Parmi vos propositions, vous défendez une réforme du système universitaire...
La 1re faculté française apparaît au 52e rang du classement mondial parce que notre système ne peut faire vivre les universités. Nous devons mettre le paquet dans l'enseignement supérieur et l'Etat devra assumer ses responsabilités. Il faut que les universités et laboratoires tissent davantage de liens avec le secteur privé et aient plus d'autonomie dans leur fonctionnement. Pour cela, leur financement peut être confié aux régions à qui on affecterait directement une augmentation de la TVA. Il faudra du courage pour imposer cette réforme, les étudiants savent que leurs facs ne leur donnent pas de travail.
Que proposez-vous pour les banlieues ?
Pas un plan banlieue de plus. La République doit faire cesser la ségrégation territoriale qui est la première cause d'inégalités.
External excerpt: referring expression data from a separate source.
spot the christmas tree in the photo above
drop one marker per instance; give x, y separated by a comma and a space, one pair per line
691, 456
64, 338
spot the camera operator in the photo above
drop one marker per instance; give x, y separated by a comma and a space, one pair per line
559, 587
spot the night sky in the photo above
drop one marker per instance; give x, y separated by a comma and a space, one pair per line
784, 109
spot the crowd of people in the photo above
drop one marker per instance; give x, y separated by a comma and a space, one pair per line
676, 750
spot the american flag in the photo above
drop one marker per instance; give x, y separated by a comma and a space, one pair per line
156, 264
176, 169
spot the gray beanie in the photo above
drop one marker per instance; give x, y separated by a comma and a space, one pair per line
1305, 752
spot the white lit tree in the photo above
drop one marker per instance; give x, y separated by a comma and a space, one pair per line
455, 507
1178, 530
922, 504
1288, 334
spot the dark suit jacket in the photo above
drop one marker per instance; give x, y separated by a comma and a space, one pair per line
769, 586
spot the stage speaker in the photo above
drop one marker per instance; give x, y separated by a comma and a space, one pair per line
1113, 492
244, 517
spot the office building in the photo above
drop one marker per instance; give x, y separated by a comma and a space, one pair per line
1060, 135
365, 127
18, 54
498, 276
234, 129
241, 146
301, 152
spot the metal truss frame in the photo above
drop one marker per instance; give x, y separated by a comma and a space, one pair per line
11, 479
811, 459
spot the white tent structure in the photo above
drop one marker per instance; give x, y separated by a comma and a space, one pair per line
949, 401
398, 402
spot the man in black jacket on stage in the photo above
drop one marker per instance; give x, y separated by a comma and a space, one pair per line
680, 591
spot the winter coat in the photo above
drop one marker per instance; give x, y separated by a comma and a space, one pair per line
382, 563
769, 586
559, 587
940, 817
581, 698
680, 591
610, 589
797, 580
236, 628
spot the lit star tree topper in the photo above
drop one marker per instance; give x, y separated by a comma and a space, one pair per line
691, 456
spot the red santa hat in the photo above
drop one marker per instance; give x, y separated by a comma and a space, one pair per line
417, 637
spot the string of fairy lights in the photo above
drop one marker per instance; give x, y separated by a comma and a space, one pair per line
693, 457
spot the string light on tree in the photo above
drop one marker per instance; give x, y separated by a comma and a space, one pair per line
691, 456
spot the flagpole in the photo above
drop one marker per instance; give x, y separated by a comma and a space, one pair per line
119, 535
Depuis quatre ans, des charges nouvelles ont été imposées aux collectivités territoriales, les crédits des associations ont été réduits et les emplois-jeunes supprimés. Il faut revenir sur tout cela, je propose également que les avantages accordés aux entreprises dans ces zones soient transformés pour cibler l'embauche des jeunes des quartiers populaires. Il ne faut pas se concentrer sur les seuls territoires difficiles mais sur leurs habitants. L'évocation de l'armée ne me paraît pas être le meilleur moyen pour prévenir la violence.
Vous préconisez une rupture comme Nicolas Sarkozy ?
Non, ce que la droite présente comme une rupture est en fait un renoncement. Elle ne veut plus faire vivre le modèle français de cohésion sociale et de solidarité, pour elle, il faut s'adapter au modèle ultralibéral. Je propose une profonde rénovation dont l'ambition est de faire vivre la République partout, alors que la droite veut laisser le communautarisme s'installer et renonce même à l'éducation en proposant d'envoyer les jeunes des cités en apprentissage dès 14 ans. La démocratie est en jeu.
Quels dégâts cause l'affaire Clearstream ?
C'est un désastre. En plus, le Président amnistie Guy Drut dans une autre affaire. Il y a une absence totale de responsabilité politique et morale de nos dirigeants, nos partenaires nous regardent comme un pays sous-développé démocratiquement. Là aussi, une profonde rénovation est nécessaire.